A SOI apresenta durante a sua evolução diversas manifestações oculares e alterações ao exame oftalmológico. Os sintomas mais comuns são: perda da acuidade visual, amaurose fugaz e dor ocular e periocular(2-3). Pode apresentar sinais no segmento anterior como rubeosis iridis e irite, e no segmento posterior sinais como estreitamento das artérias retinianas, dilatação das veias retinianas, hemorragias retinianas, neovascularização do disco e da retina, manchas algodonosas, neuropatia óptica isquêmica anterior (NOIA), êmbolos de colesterol, pulsações espontâneas das artérias retinianas e mancha vermelho-cereja(1-3, 6).
Dentre os exames complementares, a angiofluresceínografia desempenha um importante papel para realizar diagnóstico diferencial com retinopatia diabética e obstrução da veia central da retina, além de ser importante parâmetro na indicação terapêutica(2-3,6). Caracteriza-se por aumento do tempo braço-coróide, retardo da circulação arterio-venosa que acomete cerca de 95% dos pacientes, e tingimento das paredes arteriolares(2). Áreas de oclusão capilar podem ser observadas em alguns casos(1-3).
O eletrorretinograma é um auxílio diagnóstico importante, pois mostra um perfil do funcionamento retiniano em todas as suas camadas. A onda A, representa resposta dos fotorreceptores, encontra-se diminuída pelo sofrimento isquêmico coroideano, e a onda B, que representa a resposta elétrica das camadas mais internas da retina, encontra-se diminuída e às vezes negativa devido ao comprometimento da perfusão retiniana(3).

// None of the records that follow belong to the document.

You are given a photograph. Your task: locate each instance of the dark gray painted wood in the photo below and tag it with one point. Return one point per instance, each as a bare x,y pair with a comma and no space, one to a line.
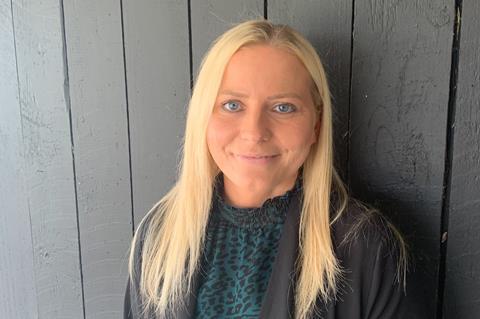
17,274
212,17
158,78
400,79
327,24
100,142
47,158
462,284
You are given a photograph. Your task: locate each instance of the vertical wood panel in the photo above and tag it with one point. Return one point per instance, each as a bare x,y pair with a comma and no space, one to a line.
213,17
462,285
327,24
158,78
400,77
97,88
49,181
17,278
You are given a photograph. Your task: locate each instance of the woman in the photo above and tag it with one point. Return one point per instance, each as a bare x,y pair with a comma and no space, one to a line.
259,224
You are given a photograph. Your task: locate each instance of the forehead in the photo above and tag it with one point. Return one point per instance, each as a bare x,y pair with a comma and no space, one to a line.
257,67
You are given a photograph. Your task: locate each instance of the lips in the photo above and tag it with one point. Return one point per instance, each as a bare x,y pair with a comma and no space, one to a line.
256,156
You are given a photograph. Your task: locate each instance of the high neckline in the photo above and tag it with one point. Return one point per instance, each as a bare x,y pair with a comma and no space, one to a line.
272,211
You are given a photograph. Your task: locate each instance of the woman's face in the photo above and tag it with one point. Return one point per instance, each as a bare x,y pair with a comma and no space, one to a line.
263,122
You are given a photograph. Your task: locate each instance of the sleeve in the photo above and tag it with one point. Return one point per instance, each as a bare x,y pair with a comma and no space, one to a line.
386,293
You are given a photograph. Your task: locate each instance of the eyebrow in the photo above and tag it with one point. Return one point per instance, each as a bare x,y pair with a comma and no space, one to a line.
272,97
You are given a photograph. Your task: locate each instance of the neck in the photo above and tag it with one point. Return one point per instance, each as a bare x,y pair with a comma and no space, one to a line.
254,194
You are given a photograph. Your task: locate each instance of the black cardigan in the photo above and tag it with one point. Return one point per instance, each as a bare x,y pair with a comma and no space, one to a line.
369,288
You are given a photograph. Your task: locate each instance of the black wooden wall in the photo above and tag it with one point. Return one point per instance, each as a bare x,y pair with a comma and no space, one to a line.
92,105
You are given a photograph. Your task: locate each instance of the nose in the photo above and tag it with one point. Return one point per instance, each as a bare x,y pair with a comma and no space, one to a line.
255,125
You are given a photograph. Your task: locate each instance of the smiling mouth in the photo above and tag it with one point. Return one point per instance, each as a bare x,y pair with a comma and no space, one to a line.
255,156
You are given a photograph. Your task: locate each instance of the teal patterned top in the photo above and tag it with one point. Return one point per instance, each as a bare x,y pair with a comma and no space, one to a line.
240,249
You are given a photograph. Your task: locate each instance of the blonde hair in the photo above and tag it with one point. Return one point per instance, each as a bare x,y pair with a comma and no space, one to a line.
177,223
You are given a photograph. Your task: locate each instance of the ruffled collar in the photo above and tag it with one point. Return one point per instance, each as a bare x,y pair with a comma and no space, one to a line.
273,210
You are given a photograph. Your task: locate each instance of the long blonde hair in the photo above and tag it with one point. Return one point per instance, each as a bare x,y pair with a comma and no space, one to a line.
177,223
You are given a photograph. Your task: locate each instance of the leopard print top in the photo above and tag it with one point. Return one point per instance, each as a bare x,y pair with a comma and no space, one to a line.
240,248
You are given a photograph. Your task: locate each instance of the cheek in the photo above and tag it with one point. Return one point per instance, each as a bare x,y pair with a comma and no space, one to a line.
217,135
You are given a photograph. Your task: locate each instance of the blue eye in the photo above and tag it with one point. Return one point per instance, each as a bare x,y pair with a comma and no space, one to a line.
284,108
231,106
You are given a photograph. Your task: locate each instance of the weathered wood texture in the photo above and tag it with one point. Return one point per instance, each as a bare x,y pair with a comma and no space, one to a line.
100,142
327,24
212,17
48,180
92,110
158,78
462,286
400,88
17,273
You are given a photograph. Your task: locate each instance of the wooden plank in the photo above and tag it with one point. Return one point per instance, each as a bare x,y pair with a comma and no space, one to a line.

O exame ultra-sonográfico com Doppler da artéria carótida, apesar de não ser tão preciso quanto à angiografia da artéria da carótida, oferece bons resultados além de ser um exame não invasivo(7).
Nesse caso a SOI se apresentou secundária à arterite de Takayasu, que se caracteriza por acometer mulheres jovens, inicialmente com ataques de amaurose fugaz e síncope(4). Não existem sinais ou sintomas clínicos patognomônicos, podemos encontrar uma variabilidade clínica, desde febre de origem desconhecida até sintomas neurológicos, os pacientes geralmente se queixam de inaptidão e claudicação de membros, dependendo dos ramos aórticos acometidos e de sua intensidade(4). Nos resultados de exames laboratoriais podemos encontrar leucocitose, VHS elevada e proteína C reativa presente, numa incidência de 35 a 53% dos casos(4).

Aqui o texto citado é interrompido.